El sobrepeso y la obesidad constituyen uno de los problemas de salud pública más graves del siglo XXI. Su prevalencia ha ido en aumento en los últimos años.



La última encuesta de Nutrición y Salud realizada el año 2019 evidenció que la prevalencia de exceso de peso para personas mayores de 18 años es del 67,9%. Un 34% de la población padece sobrepeso y un 33,9 % obesidad.
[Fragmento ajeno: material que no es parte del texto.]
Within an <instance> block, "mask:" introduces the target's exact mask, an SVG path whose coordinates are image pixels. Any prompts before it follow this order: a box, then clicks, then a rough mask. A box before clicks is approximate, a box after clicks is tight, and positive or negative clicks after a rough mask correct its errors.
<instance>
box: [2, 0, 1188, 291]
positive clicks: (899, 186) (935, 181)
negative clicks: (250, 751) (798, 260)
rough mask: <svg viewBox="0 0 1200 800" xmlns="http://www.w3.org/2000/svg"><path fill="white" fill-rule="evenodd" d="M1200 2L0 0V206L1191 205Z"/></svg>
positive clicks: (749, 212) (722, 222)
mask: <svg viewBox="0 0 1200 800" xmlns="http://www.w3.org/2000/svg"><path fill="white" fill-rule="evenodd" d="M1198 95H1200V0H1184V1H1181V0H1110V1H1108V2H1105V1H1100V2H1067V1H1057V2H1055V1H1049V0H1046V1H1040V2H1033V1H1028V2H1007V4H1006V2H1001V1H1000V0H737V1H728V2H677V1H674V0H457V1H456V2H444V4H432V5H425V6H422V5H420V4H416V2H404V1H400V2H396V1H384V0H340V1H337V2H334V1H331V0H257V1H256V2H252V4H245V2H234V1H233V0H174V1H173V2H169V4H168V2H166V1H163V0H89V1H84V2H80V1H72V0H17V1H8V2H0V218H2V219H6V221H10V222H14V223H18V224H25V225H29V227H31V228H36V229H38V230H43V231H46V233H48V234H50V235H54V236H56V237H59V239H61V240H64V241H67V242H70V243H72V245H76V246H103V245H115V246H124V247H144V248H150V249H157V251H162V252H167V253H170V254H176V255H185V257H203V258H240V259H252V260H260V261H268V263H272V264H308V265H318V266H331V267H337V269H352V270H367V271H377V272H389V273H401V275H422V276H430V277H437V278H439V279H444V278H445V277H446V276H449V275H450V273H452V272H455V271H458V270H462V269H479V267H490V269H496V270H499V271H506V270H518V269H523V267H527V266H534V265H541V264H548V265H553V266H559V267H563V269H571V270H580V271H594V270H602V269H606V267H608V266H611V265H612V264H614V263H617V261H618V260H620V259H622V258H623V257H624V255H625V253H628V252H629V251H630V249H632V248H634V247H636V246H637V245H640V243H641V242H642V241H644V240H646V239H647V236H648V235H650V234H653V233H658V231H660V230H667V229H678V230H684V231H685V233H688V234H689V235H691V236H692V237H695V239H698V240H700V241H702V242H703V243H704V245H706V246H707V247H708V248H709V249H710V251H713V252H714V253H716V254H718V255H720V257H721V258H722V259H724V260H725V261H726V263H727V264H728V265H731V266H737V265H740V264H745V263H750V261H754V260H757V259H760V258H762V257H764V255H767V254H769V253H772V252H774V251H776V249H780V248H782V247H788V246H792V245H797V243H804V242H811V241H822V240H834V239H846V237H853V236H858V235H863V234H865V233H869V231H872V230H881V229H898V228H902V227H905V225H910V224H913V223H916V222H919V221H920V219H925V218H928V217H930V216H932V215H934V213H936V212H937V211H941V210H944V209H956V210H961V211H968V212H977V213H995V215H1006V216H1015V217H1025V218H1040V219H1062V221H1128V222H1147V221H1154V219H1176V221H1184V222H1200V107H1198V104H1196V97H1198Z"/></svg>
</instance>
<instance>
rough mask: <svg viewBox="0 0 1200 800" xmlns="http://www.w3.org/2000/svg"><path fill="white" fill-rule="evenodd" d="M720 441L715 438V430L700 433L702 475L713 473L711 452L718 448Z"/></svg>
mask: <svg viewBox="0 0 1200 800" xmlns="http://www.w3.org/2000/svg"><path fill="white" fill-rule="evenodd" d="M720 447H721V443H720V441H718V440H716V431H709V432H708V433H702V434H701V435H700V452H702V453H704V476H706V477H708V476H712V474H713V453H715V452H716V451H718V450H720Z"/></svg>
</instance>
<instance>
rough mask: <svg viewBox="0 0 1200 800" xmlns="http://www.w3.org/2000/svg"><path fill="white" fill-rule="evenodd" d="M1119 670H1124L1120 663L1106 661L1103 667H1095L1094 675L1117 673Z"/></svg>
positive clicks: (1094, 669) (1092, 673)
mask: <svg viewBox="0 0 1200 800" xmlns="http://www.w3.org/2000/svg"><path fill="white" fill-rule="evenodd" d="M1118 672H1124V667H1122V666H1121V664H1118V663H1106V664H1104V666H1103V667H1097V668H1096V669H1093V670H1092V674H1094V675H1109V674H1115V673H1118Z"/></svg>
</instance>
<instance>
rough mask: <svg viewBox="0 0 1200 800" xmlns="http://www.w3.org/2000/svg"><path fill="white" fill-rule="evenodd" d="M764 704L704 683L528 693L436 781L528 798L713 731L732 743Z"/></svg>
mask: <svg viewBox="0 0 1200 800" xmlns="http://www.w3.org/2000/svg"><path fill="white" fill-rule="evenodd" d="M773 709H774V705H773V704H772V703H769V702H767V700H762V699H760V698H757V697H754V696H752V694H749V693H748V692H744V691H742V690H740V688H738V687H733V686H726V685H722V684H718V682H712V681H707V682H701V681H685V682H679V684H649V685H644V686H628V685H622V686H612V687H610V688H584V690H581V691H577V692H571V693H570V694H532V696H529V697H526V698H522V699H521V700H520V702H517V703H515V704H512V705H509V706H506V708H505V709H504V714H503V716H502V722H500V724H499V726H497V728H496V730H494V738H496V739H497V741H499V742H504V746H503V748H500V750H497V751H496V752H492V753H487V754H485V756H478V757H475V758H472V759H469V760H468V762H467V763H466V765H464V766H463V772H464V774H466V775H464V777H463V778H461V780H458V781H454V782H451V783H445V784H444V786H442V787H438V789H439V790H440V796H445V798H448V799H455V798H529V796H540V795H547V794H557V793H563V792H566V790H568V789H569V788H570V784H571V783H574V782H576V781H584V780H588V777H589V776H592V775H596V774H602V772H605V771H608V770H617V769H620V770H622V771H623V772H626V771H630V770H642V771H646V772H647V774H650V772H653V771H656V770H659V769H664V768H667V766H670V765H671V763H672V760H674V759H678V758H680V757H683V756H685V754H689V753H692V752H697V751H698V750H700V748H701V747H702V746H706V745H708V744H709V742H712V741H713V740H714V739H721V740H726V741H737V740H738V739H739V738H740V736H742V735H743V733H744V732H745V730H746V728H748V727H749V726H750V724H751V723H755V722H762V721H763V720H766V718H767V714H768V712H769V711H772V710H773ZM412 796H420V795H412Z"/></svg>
Esto aumenta el riesgo de padecer enfermedades crónicas no transmisibles tales como:

· Diabetes.

· Hipertensión arterial.

· Enfermedades cardiovasculares.

· Enfermedad renal.

· Algunos tipos de cáncer.


¿Cuáles son las causas?

La causa fundamental del sobrepeso y la obesidad es el desequilibrio entre la ingesta y el gasto calórico. El aumento del sobrepeso y la obesidad es atribuible a varios factores, tales como:

· El cambio de la alimentación mundial dirigido hacia un aumento del consumo de alimentos hipercalóricos, con exceso de grasas y azúcares y escaso contenido de vitaminas y minerales.

· Los alimentos con alto contenido en grasa y azúcar tienen elevada densidad calórica, sabor y textura agradables y alivian rápidamente la sensación de hambre. Estas características: mayor cantidad de grasas y azúcares en poco volumen, a un costo económico y potencialmente atractivos, convierten a esos alimentos denominados “obesogénicos” en promotores de la obesidad, por su efecto negativo sobre el control de la ingesta energética.

· La tendencia a la disminución de la actividad física debido al aumento del sedentarismo, incluso en las actividades recreativas. · Cambios sociales: la creciente urbanización, el desarrollo económico y social, los cambios en los medios de transporte, la industrialización y comercialización de los alimentos.


Algunas recomendaciones:

El sobrepeso, la obesidad y las enfermedades crónicas no transmisibles son en gran medida prevenibles. El objetivo consiste en lograr un equilibrio calórico que se mantenga a lo largo de toda la vida. Algunas recomendaciones para su prevención son:


· Aumentar el consumo de frutas y hortalizas, legumbres, cereales y frutos secos.

· Realizar las cuatro comidas (desayuno, almuerzo, merienda y cena)

· Disminuir el consumo de alimentos ultraprocesados. Limitar el consumo de alimentos con alto contenido en grasas saturadas y azúcares.

· Ingerir agua diariamente y evitar las bebidas con alto contenido en azúcar.

· Realizar actividad física diariamente. La OMS recomienda 150 minutos semanales de actividad física para el adulto, y 1 hora diaria para niños y adolescentes. Buscar alternativas recreativas como caminatas, andar en bicicleta, bailar, realizar algún deporte.


Es necesario poder prevenir la obesidad para evitar problemas y mejorar tu calidad de vida. No dudes consultar con tu médico y ¡cuídate!